EM DISPUTA

As características do “esporte moderno” segundo Allen Guttmann

Nesta coluna, apresento as características do “esporte moderno” segundo Allen Guttmann, autor de várias obras sobre esporte, como o livro From ritual to record, de 1978. Tomando de empréstimo o conceito weberiano de tipos ideais, o autor buscou compreender o “esporte moderno” a partir de suas diferenças em relação aos “esportes” “primitivos”, “antigos” e “medievais”. Ao fazer isso, argumentou que apenas o “esporte moderno” possui o seguinte conjunto de características, a saber: primeira, o secularismo. De acordo com ele, apenas o “esporte moderno” é despojado completamente de um caráter ritual religioso. Isso não significa, contudo, que já não existisse certa secularidade nos “esportes” de outras sociedades. Por exemplo, na Roma Antiga, já se exercitava para manter a forma física e se preparar para eventos.

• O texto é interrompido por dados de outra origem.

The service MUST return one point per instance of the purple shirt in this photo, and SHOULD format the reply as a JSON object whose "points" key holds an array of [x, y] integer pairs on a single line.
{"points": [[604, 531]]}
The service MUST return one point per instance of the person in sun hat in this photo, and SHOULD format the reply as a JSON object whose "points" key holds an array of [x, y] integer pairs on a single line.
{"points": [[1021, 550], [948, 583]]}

Segunda, a igualdade de oportunidades de participação. Guttmann argumenta que, apesar de ela já existir na Grécia Antiga, hoje em dia, ela é muito superior, devido, em parte, à transformação nas regras. Mas, de acordo com ele, para que o princípio de igualdade pudesse, efetivamente, ser colocado em prática foi necessário superar duas segregações: a racial e a das mulheres.

Terceira, a especialização. Guttmann observa que, diferentemente dos jogos medievais que eram caracterizados por regras pouco claras e pela não seleção de habilidades, o “esporte” na Grécia e na Roma Antiga já contava com certo grau de especialização. Hoje em dia, os esportes são hiper mercantilizados, o que acentua a divisão social do trabalho e produz a ultra especialização dos profissionais

Quarta, a racionalização. Guttmann entende que regras sempre existiram, mas que elas deixaram de possuir um caráter divino para se tornarem um artefato cultural. Ademais, segundo o autor, hoje em dia, a performance é mais do que nunca orientada pelo conhecimento científico.

Quinta, a burocratização. Guttmann observa que, em tempo algum, as “práticas esportivas” foram organizadas por um aparato burocrático como o atual. As instituições burocráticas do “esporte moderno” nasceram, ainda no século XVIII, com o críquete e, hoje em dia, seu âmbito é internacional e sua esfera de poder imensurável.

Sexta e sétima, a exigência de quantificação e a busca por recordes. Guttmann destacada que a primeira foi reforçada pela invenção do cronômetro e que a segunda só se encontra no mundo atual, ainda que já houvesse uma tendência à comparação nos “esportes” anteriores.

Certamente, essa tipificação do esporte é muito útil para compreender as particularidades do “esporte moderno”. No entanto, ela não está isenta de críticas. Por exemplo, segundo Luiz Alberto Pilatti, uma de suas limitações é sua inadequação a várias modalidades esportivas atuais, que não se amoldam ao seu modelo. Afinal, seu foco é o esporte de alto-rendimento. Ademais, algumas das características apresentadas para o estabelecimento das comparações feitas possuem configurações distintas em outros períodos da história e isso não foi considerado. A despeito dessas limitações, é preciso reforçar que, certamente, a leitura do Guttmann é “obrigatória” para qualquer pesquisador da área de esporte.

Referências

 GUTTMANN, Allen. From ritual to record: the nature of modern sports. New York: Columbia University Press, 1978.

PILATTI, Luiz Alberto. Guttmann e o tipo ideal do esporte moderno. In: PRONI, Marcelo; LUCENA, Ricardo (Orgs). Esporte, história e sociedade. Campinas: Autores Associados, 2002, p. 63-76.

* Felipe Tavares Paes Lopes é professor do Curso de Educação Física da Unicamp.